The results are mixed, as they are throughout the rest of the eight-episode YA drama, most aptly described as Japan’s answer to similar streaming hits like Elite and Young Royals. But Episode 8 is worthy of some respect for bringing its character drama and underlying point together in this way, with Ichica outright suing the school and forcing Principal Ikushima to justify her draconian chastity measures out loud.
Ichica’s Motivation
It’s important to understand not only that Ichica sues the school but also why, especially when she stood to benefit from its authoritarian measures and only really felt aggrieved when the tables turned on her.
Of course, her background is important – she does not have a wealthy family like many of the other students, and the allure of being well compensated and able to pay off a predatory debt was compelling for this reason. But in going through her own ordeal after falling in love with Maki and having their private photos disseminated, she understands that the students shouldn’t be subject to these violations, even if it means losing her advantage to ensure they are protected.
Ayami reporting Ichica and Maki is, ironically, the best thing that could have happened to her. Likewise, the other seemingly negative development of Ikushima offering to revoke her expulsion if she ratted out all the people she had saved as the Love Keeper, was telling. Ichica realized that the culture of mistrust that was developing around the very notion of love was deeply damaging and that the students were being brainwashed into betraying their friends and instincts to uphold this climate of suppression.
Principal Ikushima Has Her Reasons
During the cross-examination portion of the trial, the root of Ikushima’s strong feelings about love and young relationships becomes clear.
When she was younger, a friend of Ikushima’s had fallen pregnant. The two of them had kept it a secret, and the friend had ultimately died during childbirth due to complications. Ikushima has since blamed the event on a lack of understanding on the part of youngsters who had no business being involved in such matters in the first place. By Ikushima’s logic, if the students hadn’t been allowed to intermingle, this formatively traumatic event wouldn’t have occurred.
Ikushima’s thought process is understandable but flawed. Complications during pregnancy occur all the time, to people of all ages. More to the point, widespread systemic restrictions with severe implications are not the way to implement ostensibly protective measures. They’re oppressive, and deny students their rights and privileges. Gathering evidence against the student body using resources like the counseling portal is a profound, almost Big Brother-like betrayal of trust.
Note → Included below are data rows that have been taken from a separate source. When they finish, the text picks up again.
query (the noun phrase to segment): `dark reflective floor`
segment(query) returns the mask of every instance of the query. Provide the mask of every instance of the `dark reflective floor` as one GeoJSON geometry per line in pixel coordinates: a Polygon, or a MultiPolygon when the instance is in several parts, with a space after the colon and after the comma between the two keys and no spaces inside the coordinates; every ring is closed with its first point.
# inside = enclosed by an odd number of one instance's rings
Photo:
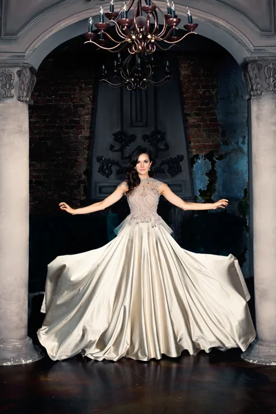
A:
{"type": "MultiPolygon", "coordinates": [[[[42,297],[34,297],[29,319],[37,344],[42,297]]],[[[45,357],[1,366],[0,414],[276,414],[276,366],[246,362],[240,353],[184,352],[148,362],[45,357]]]]}
{"type": "Polygon", "coordinates": [[[0,413],[276,413],[276,366],[214,351],[148,362],[45,357],[0,368],[0,413]]]}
The Students Come Together
The ending of Chastity High shows many of the students coming together in solidarity. Despite being so divided throughout the series, resisting perceived oppression is seen as a worthwhile common cause, especially when it’s Ithica’s neck on the line.
And Ithica intends to stay the course even after the school administration offers to walk back the expulsions of her and Maki. That’s no longer the point – it’s about getting the no-romance rule abolished completely.
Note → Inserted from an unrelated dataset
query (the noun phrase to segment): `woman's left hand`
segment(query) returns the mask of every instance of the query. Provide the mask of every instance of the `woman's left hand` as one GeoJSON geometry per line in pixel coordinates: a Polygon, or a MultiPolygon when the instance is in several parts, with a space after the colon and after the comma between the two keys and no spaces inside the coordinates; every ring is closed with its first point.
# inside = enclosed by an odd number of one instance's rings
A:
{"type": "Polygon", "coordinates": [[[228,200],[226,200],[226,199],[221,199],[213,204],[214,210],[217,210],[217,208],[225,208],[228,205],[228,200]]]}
Despite the fact that, as mentioned, Ithica did benefit from blackmailing the other students, Atsushi and Maki both defend Ithica’s intentions as noble. Ayami takes a stronger tactic by threatening to reveal her relationship with a professor on social media if the administration didn’t abide by the students’ demands, and those demands were made clear in a signed petition submitted by force to Ikushima’s office.
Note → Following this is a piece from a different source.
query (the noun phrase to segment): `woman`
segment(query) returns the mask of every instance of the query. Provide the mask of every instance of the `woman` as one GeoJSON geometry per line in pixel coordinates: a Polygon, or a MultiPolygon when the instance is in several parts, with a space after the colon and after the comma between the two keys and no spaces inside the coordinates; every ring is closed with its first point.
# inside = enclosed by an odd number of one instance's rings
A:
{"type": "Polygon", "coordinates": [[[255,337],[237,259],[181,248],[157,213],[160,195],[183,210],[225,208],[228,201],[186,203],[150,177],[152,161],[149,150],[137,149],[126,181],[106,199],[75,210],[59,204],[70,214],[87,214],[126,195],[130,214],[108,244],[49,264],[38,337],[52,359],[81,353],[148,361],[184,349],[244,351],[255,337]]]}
Who’s Blackmailing Ithica?
Despite all this, over half of the student body votes in favor of the romantic restrictions, believing relationships to be an unnecessary distraction, and so they’re upheld. Some concessions are made, like the Rabbit Hunter wing of the student council being abolished, but relationships remain banned at Asuran Academy.
Because of this, Ithica’s romantic farewell to Maki, who has decided to leave the country, is grounds for expulsion. At the end of Chastity High, it becomes clear that someone calling themselves “Love Killer” instead of “Love Keeper” has evidence of this and is planning to use it to extort Ithica. The cycle begins anew, but a worse version this time, motivated by keeping the students in the grip of fear and authoritarianism.
There’s no indication of who the new LK might be, but they clearly have more sinister motives than Ithica did. It’s hardly grounds for a happy ending – though it is justification for a second season.